Fourth-quarter earnings per share excluding some items fell to 38 cents from 52 cents a year earlier, the New York-based company said Tuesday in a statement.

Profit missed the average estimate of 50 cents in a Bloomberg survey of 31 analysts.

Overall, the parent of the country’s biggest wireless carrier lost $4.23 billion, or $1.48 per share, for the period ended Dec. 31. That compares with a loss of $2.02 billion or 71 cents per share, a year ago.

Verizon Wireless, the mobile-phone joint venture with Vodafone Group Plc, added 2.1 million monthly contract users, with 87 percent signing up for smartphones. The company had warned this month that lower prices for handsets such as Apple Inc.’s iPhones to attract users to two-year contracts would cut into profit, along with $1 billion in storm-related costs.

“It’s a big upfront cost on smartphones and a short-term hit,” said Avi Greengart, an analyst with Current Analysis, before the results were announced. “They have to offer enormously expensive phones at affordable prices to move customers onto higher-priced plans.”
More smartphone users watching videos or streaming music and enrolling in shared data plans resulted in a 6.6 percent increase in the average monthly bill for contract users to $146.80. Analysts predicted $147.01, based on an average of seven estimates.

Fourth-quarter sales climbed 5.7 percent to $30 billion. Analysts predicted $29.8 billion, according to data compiled by Bloomberg. The net loss widened to $4.23 billion as Verizon recorded a pretax charge of $7.19 billion for severance and benefit expenses and to adjust the value of pension liabilities.

Speed Lead

Verizon has a one-year lead over AT&T Inc. on the introduction of faster long-term evolution, or LTE, service, leading to more smartphone sales. The Share Everything plan introduced in June, allowing users to share a data plan between as many as 10 devices, has helped Verizon attract heavy wireless Internet users. The increase in wireless revenue helped compensate for slower sales to business and landline customers.

Verizon added 134,000 FiOS TV customers, fewer than the 194,000 gained a year ago. Total operating revenue for the landline division including sales to businesses and FiOS were $9.99 billion, compared with $10.1 billion a year ago.

Verizon climbed 1 percent to $42.54 on Jan. 18. The shares rose 7.9 percent last year.

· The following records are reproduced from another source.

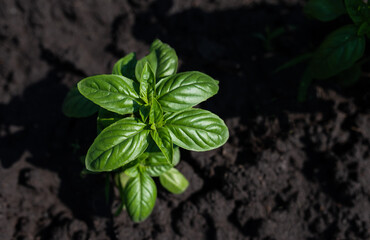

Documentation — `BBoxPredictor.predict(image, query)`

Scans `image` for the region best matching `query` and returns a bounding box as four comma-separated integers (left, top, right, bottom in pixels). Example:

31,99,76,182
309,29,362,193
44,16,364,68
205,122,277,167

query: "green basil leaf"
112,53,137,79
85,117,149,172
135,52,158,82
123,172,157,222
164,108,229,152
309,25,365,79
150,39,178,79
304,0,346,22
149,98,163,124
156,72,218,112
62,87,99,118
139,105,151,122
118,172,131,190
140,62,155,103
114,172,131,216
125,166,139,177
77,75,141,114
141,147,180,177
150,127,173,164
97,108,124,135
345,0,370,24
159,168,189,194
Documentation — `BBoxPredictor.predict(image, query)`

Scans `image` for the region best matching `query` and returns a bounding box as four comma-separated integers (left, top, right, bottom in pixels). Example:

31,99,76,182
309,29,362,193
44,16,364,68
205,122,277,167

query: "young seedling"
278,0,370,101
63,40,229,222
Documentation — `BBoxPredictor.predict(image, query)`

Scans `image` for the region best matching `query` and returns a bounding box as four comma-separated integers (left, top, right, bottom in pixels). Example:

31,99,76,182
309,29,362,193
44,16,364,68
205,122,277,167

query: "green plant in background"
63,40,229,222
277,0,370,101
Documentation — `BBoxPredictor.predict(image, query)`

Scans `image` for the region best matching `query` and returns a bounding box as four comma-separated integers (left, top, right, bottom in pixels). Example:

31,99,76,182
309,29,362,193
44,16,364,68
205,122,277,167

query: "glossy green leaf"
304,0,346,22
165,108,229,152
139,62,155,103
141,147,180,177
124,172,157,222
97,108,124,135
156,72,218,112
159,168,189,194
150,127,173,164
125,166,139,177
114,172,131,216
150,39,178,79
345,0,370,24
149,98,163,124
118,172,131,190
85,117,149,172
309,25,365,79
78,75,141,114
112,53,137,79
139,104,151,122
135,52,158,82
62,87,99,118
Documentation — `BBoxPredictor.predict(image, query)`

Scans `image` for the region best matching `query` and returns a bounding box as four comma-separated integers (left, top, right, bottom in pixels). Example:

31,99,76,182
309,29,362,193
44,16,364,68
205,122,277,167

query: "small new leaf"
85,117,149,172
159,168,189,194
135,52,158,82
123,171,157,222
156,72,218,112
149,98,163,126
77,75,141,114
164,108,229,152
112,53,137,79
62,87,99,118
150,127,173,164
97,108,124,135
139,62,155,103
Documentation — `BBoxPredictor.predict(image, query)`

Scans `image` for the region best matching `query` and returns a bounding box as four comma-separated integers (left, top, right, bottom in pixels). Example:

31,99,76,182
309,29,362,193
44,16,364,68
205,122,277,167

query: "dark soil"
0,0,370,240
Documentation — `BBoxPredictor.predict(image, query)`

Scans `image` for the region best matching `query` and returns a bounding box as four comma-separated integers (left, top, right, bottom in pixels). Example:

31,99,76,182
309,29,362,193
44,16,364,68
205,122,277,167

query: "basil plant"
63,40,229,222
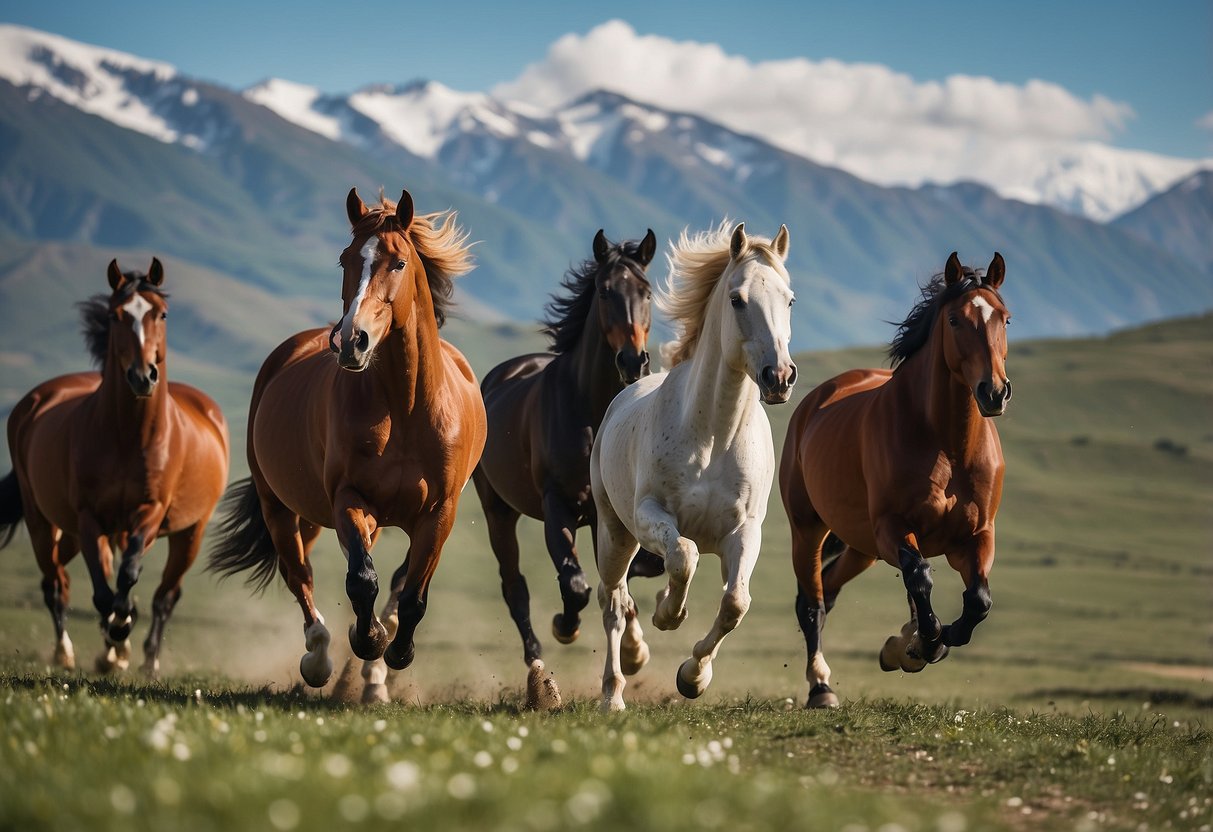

The company’s stock fell 59 cents to $41.95 in premarket trading Tuesday.

For the year, Verizon Communications earned $875 million, or 31 cents per share. In the previous year it earned $2.4 billion, or 85 cents per share. Annual operating revenue increased to $115.85 billion from $110.88 billion.

Total debt for 2012 declined to $52 billion from $55.2 billion.

Verizon’s report marks the debut for telecommunications companies this earnings season. Rival AT&T Inc. reports on Thursday.